Aun así, algunos resultados le inquietaron. Fotografiando la iglesia, la fachada lució perfecta, encalada, pero el señor cura, don Anselmo, que se situó junto a la puerta para retratarse, no apareció. Serafín fue muy prudente en no observarle ese detalle, que bien podría significar su futura ausencia en el mundo de los vivos.
El fin de aquella aventura llegó cuando quiso fotografiar a su pequeño gran amor, su hija Ana, la niña más cariñosa del mundo, la única persona que le hacía sonreír. Colocó la cámara en la playa, para captar como fondo a su 'Montse' y a su dulce hijita sentada en la arena, sonriéndole con sus hoyuelos y su mirada limpia.
Aquella tarde, cuando la emulsión se terminó de secar y Serafín la estudió a la luz, quedó horrorizado. Su Montse surgió muy marinera, recién pintada, pero en el lugar de su hija, sobre la arena, una mujer con enormes tatuajes en el cuerpo sonreía con descaro, fumando un cigarrillo. Los ojos del maestro se desorbitaron al reparar en sus pechos al aire, y entrever, ahogada entre mamas, la pequeña medallita de la Virgen de su Ana, su regalo de comunión.
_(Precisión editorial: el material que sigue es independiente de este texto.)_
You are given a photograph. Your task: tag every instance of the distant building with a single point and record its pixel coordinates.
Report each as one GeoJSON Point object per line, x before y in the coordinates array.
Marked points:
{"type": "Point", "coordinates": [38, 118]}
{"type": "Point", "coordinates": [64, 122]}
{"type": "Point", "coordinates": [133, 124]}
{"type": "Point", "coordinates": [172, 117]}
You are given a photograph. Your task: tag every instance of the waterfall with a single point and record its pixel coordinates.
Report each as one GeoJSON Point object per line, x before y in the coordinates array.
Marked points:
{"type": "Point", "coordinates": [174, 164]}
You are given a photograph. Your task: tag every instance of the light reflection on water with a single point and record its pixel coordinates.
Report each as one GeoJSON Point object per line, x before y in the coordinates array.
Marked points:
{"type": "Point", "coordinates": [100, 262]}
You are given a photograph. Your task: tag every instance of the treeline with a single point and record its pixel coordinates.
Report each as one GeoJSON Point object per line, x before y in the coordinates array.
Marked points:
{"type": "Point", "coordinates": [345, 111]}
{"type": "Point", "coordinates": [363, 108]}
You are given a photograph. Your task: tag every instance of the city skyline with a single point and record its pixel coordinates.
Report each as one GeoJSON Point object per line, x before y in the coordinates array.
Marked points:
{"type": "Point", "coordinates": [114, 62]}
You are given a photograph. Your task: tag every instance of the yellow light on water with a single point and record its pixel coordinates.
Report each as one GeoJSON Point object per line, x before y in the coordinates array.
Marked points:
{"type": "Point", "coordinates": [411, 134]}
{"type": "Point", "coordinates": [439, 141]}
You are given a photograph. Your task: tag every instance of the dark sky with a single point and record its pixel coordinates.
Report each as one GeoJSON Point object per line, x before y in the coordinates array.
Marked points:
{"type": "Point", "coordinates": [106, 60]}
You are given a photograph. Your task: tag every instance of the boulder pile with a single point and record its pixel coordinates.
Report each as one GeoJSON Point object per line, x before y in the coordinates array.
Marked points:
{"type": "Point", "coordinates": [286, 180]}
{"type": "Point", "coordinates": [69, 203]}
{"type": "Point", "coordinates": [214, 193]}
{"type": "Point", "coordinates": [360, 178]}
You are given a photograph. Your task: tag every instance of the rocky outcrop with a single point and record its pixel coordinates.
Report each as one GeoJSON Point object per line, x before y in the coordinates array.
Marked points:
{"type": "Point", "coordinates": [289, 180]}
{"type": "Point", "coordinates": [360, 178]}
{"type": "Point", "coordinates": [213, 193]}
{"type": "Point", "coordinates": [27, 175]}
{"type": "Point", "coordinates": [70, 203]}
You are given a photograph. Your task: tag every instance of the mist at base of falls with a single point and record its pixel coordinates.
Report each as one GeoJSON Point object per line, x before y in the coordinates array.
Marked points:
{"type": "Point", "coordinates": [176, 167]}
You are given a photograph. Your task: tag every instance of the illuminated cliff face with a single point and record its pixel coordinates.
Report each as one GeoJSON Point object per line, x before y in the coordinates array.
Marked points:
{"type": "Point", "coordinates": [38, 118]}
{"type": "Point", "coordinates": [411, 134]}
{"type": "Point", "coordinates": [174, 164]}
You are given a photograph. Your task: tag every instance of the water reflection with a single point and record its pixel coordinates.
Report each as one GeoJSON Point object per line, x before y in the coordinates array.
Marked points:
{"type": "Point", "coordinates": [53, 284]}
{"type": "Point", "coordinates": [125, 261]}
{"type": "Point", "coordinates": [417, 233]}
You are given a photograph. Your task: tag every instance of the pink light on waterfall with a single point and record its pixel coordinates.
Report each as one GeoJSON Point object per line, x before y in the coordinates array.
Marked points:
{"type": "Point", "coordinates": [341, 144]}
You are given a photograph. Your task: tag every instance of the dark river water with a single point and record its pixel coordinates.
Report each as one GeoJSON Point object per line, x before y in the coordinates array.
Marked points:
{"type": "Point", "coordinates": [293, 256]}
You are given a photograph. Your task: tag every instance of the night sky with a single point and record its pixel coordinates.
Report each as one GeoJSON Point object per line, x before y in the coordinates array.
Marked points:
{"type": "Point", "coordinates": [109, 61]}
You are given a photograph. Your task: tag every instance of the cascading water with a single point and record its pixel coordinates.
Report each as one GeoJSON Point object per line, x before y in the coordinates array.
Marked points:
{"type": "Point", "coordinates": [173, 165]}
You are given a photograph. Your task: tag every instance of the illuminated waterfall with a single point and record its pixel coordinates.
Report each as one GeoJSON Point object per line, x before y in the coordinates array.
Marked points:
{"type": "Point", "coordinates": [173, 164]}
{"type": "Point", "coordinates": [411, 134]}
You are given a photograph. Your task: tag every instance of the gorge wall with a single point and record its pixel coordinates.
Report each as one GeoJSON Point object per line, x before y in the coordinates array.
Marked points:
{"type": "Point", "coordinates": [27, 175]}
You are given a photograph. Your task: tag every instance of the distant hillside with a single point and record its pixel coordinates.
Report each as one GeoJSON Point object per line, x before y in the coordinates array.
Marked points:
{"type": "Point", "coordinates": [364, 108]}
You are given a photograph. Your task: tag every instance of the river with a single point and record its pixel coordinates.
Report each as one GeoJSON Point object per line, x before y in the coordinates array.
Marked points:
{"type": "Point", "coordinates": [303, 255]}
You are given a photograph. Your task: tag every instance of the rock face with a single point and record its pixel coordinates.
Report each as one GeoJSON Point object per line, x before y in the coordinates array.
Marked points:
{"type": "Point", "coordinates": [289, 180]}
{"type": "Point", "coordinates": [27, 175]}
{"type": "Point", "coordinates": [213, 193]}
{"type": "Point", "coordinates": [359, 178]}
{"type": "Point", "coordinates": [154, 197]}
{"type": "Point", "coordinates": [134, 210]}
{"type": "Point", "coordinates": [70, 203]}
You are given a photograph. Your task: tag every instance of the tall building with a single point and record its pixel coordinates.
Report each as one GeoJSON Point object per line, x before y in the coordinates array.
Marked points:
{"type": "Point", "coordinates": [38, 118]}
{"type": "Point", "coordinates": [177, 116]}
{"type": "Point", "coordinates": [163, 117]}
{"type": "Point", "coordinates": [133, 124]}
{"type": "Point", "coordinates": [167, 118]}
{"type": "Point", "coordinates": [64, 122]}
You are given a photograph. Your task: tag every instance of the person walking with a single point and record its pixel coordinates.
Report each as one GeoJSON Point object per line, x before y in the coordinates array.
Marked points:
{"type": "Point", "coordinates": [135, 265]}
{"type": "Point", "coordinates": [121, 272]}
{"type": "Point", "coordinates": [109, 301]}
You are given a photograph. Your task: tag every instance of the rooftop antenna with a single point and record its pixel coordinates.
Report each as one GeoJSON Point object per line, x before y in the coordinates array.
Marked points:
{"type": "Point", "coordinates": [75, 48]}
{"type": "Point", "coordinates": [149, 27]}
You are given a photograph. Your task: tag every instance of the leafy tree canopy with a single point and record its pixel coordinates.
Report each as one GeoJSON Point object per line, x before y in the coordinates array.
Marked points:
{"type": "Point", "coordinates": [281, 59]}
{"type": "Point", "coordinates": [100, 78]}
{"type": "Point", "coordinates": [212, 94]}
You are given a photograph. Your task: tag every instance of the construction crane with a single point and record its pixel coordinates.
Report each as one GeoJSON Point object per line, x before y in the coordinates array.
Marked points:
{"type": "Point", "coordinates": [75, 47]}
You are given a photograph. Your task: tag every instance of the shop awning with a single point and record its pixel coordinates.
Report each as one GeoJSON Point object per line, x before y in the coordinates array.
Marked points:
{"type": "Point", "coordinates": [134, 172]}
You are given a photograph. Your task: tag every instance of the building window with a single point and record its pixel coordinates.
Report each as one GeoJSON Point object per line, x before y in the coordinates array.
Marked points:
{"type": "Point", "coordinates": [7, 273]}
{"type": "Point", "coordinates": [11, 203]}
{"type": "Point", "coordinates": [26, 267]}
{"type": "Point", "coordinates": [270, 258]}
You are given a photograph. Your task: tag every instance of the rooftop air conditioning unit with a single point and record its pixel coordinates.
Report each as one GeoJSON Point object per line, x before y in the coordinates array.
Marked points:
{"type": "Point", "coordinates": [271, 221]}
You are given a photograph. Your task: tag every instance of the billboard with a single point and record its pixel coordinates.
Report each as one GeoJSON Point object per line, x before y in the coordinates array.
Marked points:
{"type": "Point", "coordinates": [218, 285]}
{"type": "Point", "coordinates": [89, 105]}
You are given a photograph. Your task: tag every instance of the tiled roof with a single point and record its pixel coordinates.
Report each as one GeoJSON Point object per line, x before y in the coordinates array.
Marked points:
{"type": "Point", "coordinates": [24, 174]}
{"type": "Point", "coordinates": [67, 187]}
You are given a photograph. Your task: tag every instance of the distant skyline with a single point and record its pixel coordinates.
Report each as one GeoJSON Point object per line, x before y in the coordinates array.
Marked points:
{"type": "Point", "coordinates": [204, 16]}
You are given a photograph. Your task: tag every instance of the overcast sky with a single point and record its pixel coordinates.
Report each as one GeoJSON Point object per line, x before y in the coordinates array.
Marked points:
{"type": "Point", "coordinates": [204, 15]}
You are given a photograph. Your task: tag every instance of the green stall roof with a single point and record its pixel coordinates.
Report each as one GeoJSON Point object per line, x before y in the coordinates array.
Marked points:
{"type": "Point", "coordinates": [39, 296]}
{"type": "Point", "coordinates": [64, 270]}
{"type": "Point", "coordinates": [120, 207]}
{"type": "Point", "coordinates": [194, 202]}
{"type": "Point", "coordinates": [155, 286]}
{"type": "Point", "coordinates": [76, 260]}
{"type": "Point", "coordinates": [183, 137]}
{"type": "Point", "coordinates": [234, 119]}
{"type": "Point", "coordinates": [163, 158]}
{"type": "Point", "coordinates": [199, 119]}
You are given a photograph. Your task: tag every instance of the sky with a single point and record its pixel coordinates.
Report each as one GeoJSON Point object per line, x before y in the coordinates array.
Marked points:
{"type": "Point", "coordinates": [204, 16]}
Aquella noche, entre reniegos, le vieron quemar el artilugio a las afueras del pueblo. Pidió dinero prestado a sus familiares e ingresó a Ana en un severo internado de monjas de Granada.
Días después, por primera vez en su vida, se le vio arrodillado en el confesionario de don Anselmo.
–Hablaban sobre putas —cotilleó una señora de buena familia que aguzó el oído desde la última banca de la iglesia.